Caim

“A história dos homens é a história dos seus desentendimentos com deus, nem ele nos entende a nós, nem nós o entendemos a ele”. (pg. 88)

José Saramago sempre foi um escritor polêmico, daquele tipo que mesmo quem nunca leu um livro, sabe do que se trata, algumas de suas obras chocam, são provocativas e acima de tudo questionadoras. Ao se apropriar da história de Caim, o primogênito de Adão e Eva e assassino do irmão Abel, ele a tingiu com tonalidades da fantásticas, onde até mesmo viagens no tempo são permitidas.

A narrativa tem início com o crime de Caim e sua condenação de vagar errante pelo mundo, nos levando através de inúmeras passagens do antigo testamento mostrando as interferências de Caim. O tom questionador e o humor irônico permeiam toda a narrativa com o propósito mais do que declarado de questionar as decisões de divinas. Uma das passagens mais divertidas se dá, sem dúvida, quando Abraão está prestes a sacrificar o filho Isaac e é impedido não por um anjo, mas sim, por Caim. O anjo chega logo depois, alegando que o atraso, se deu devido a uma falha mecânica na sua asa. Este trecho apesar do tom de comédia vem encharcado de questionamentos em relação à fé sem reflexão.

“Então o senhor é capaz de tudo, do bom, do mau e do pior, Assim é, Se tu tivesses desobedecido à ordem, que sucederia, perguntou isaac, O costume do senhor é mandar a ruína, ou uma doença, a quem lhe falhou, Então o senhor é rancoroso, Acho que sim, respondeu abraão em voz baixa, como se temesse ser ouvido, ao senhor nada é impossível, Nem um erro ou um crime, perguntou isaac, Os erros e os crimes sobretudo, Pai, não me entendo com esta religião.” (pg.82)

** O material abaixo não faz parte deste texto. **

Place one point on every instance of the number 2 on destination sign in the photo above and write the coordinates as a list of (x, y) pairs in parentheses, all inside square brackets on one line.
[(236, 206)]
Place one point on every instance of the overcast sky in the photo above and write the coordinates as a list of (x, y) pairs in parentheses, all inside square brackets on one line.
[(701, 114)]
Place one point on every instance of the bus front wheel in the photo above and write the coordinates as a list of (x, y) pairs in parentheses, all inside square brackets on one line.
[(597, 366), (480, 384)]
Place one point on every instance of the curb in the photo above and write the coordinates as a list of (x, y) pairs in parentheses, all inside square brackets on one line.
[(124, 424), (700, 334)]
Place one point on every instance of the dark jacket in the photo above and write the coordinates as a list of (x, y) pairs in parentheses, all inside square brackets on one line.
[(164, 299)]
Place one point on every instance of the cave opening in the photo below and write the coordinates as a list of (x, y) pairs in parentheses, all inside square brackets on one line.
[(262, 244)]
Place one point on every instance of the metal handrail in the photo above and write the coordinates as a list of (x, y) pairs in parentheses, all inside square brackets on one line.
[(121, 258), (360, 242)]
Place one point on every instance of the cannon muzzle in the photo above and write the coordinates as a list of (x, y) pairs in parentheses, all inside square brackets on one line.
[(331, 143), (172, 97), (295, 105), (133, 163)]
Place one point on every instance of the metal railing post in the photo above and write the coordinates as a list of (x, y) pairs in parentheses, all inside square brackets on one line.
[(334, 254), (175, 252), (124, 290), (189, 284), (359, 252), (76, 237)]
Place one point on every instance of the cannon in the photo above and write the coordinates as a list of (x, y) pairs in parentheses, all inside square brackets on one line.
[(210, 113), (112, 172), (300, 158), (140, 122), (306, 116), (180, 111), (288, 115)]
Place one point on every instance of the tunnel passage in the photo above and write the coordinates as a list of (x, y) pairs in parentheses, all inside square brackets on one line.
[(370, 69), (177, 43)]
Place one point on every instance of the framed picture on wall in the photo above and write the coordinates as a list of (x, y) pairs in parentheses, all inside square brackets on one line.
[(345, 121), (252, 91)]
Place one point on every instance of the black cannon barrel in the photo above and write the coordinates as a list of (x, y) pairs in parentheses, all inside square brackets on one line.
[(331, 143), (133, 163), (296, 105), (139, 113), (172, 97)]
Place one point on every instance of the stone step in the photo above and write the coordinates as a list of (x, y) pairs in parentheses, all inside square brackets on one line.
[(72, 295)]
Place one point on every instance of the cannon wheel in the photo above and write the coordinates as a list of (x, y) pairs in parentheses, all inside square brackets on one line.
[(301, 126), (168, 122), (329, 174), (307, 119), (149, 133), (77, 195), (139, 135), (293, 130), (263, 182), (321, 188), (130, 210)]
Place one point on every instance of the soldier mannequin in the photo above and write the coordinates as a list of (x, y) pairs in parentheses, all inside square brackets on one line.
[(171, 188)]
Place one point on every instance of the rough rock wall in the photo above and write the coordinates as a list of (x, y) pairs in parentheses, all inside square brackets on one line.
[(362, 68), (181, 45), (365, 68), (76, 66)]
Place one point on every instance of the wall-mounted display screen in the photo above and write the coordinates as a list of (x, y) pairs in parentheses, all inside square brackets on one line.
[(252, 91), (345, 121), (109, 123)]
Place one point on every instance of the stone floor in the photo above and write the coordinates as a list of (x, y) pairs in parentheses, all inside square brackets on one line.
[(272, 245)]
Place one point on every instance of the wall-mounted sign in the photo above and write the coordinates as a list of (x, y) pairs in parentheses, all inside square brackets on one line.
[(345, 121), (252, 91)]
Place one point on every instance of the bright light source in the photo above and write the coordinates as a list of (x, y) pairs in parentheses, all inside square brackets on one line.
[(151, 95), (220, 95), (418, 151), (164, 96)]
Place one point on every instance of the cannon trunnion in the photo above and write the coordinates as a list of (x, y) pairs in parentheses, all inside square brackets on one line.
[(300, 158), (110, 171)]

Saramago elegeu trechos bíblicos controversos justamente para provocar, para levar o leitor à reflexão diante dos atos divinos mais questionáveis, mais absurdos. E com ele não existem contemporazições, não existem meios-termos, todo seu ceticismo, seu declarado ateísmo pulsam neste livro, que escancara uma figura divina cruel e vingativa.

A leitura de Caim é fluída, ágil e instigante, até mesmo para os que não estão familiarizados com o peculiar uso da pontuação que Saramago faz em suas obras. O debate filosófico e o confronto ideológico entre Caim e Deus fazem com que o livro seja, como disse Pilar, esposa de Saramago, um livro que “não deixará indiferentes os leitores”.

Esta leitura faz parte do Desafio Literário 2012, cujo tema de Fevereiro é a leitura de livros cujos títulos sejam nomes próprios.